Detective Sergeant John White also revealed that he began seeing a psychiatrist for depression after an internal Garda inquiry led by Assistant Commissioner Kevin Carty began in the north-west in 1999.
The experienced detective recalled an interview with “stony-faced and very, very adversarial” officers from the Carty team in Letterkenny Garda Station in March 2000.
He said: “I felt that the Carty agenda was to find a scapegoat or two for what was going on in Donegal and I felt threatened that I was that scapegoat.”
“I feared that I was being set up but I knew they had no evidence against me.
“The situation got so bad for me that I contacted a psychiatrist and went to see him and I’ve never seen a man like that in my life before.
“My state of mind in those days was fear, apprehension and mistrust.”
The detective was later arrested by the Carty team on suspicion of being involved in false statements made by Sligo petty criminal Bernard Conlon.
However he was acquitted in Letterkenny Circuit Court earlier this year on charges of perverting the course of justice and making false statements.
The 50-year-old, who broke down in the witness box yesterday, earlier today blamed his depression for memory lapses during cross-examination by the tribunal’s lawyers.
He is into his third day of evidence in the ’Silver Bullet’ module and denies all corruption allegations by Mr Conlon.
Pressed for specific details on certain incidents by tribunal counsel Paul McDermott, SC, Det Sgt White said: “I’m suffering from depression and I regularly attend a psychiatrist and I’m just not able to have a memory for all these things. I’m telling the truth.”
“I’m very anxious after five-and-a-half years to show clinically that I’m innocent.
“My life has been consumed by this – telephone calls, meetings, reading thousands of documents…”
Mr Conlon claims that in August 1997, Det Sgt White told him to get caught after-hours drinking in a Raphoe pub owned by the McBrearty family and later act as a state witness in a prosecution case.
The Sligo man also alleges that the detective told him to make up a story that two members of the Brearty family later came to this doorstep and threatened him with a silver bullet if he gave evidence against them.

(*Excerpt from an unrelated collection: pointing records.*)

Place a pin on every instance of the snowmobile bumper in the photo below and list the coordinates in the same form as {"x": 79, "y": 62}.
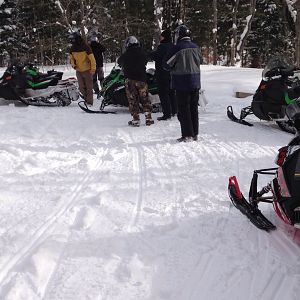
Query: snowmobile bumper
{"x": 233, "y": 118}
{"x": 251, "y": 211}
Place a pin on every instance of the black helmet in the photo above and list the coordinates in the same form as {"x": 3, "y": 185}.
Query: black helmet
{"x": 180, "y": 32}
{"x": 74, "y": 37}
{"x": 131, "y": 41}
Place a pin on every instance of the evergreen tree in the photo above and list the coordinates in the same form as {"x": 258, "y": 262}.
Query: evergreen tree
{"x": 8, "y": 28}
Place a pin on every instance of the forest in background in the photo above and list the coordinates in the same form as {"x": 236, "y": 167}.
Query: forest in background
{"x": 229, "y": 32}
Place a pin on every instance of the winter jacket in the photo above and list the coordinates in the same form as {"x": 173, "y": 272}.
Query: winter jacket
{"x": 82, "y": 58}
{"x": 164, "y": 47}
{"x": 134, "y": 61}
{"x": 184, "y": 63}
{"x": 98, "y": 50}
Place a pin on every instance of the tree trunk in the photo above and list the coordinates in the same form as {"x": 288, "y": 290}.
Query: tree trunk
{"x": 234, "y": 33}
{"x": 247, "y": 29}
{"x": 215, "y": 32}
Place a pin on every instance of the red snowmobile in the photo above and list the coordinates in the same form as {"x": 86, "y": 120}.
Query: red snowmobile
{"x": 283, "y": 191}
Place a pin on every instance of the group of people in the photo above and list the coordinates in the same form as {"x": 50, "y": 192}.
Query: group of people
{"x": 177, "y": 71}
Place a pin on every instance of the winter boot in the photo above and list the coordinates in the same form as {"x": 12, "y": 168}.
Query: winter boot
{"x": 135, "y": 122}
{"x": 149, "y": 120}
{"x": 185, "y": 139}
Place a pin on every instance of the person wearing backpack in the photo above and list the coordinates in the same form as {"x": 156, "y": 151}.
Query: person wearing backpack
{"x": 166, "y": 94}
{"x": 184, "y": 61}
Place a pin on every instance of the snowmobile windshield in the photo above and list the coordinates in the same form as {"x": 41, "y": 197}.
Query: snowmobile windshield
{"x": 274, "y": 65}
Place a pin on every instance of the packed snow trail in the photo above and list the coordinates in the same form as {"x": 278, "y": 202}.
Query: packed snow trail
{"x": 93, "y": 209}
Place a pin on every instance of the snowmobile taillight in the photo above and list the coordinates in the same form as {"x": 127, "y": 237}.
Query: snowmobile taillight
{"x": 297, "y": 217}
{"x": 233, "y": 185}
{"x": 281, "y": 156}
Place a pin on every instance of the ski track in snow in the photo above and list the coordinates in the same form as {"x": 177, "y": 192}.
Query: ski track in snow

Det Sgt White today angrily refuted the claims: “I was entrusting my entire career on a crazy, crazy scheme with Bernard Conlon? It would have been career suicide for me.”
Det Sgt White, who is a native of Bansha, Co Tipperary, was suspended from duty in 2001 while serving in the Special Detective Unit in Dublin’s Harcourt Square.
He broke down during cross-examination yesterday after he challenged the tribunal to call his elderly mother and wife to support an alibi against one of Mr Conlon’s claims.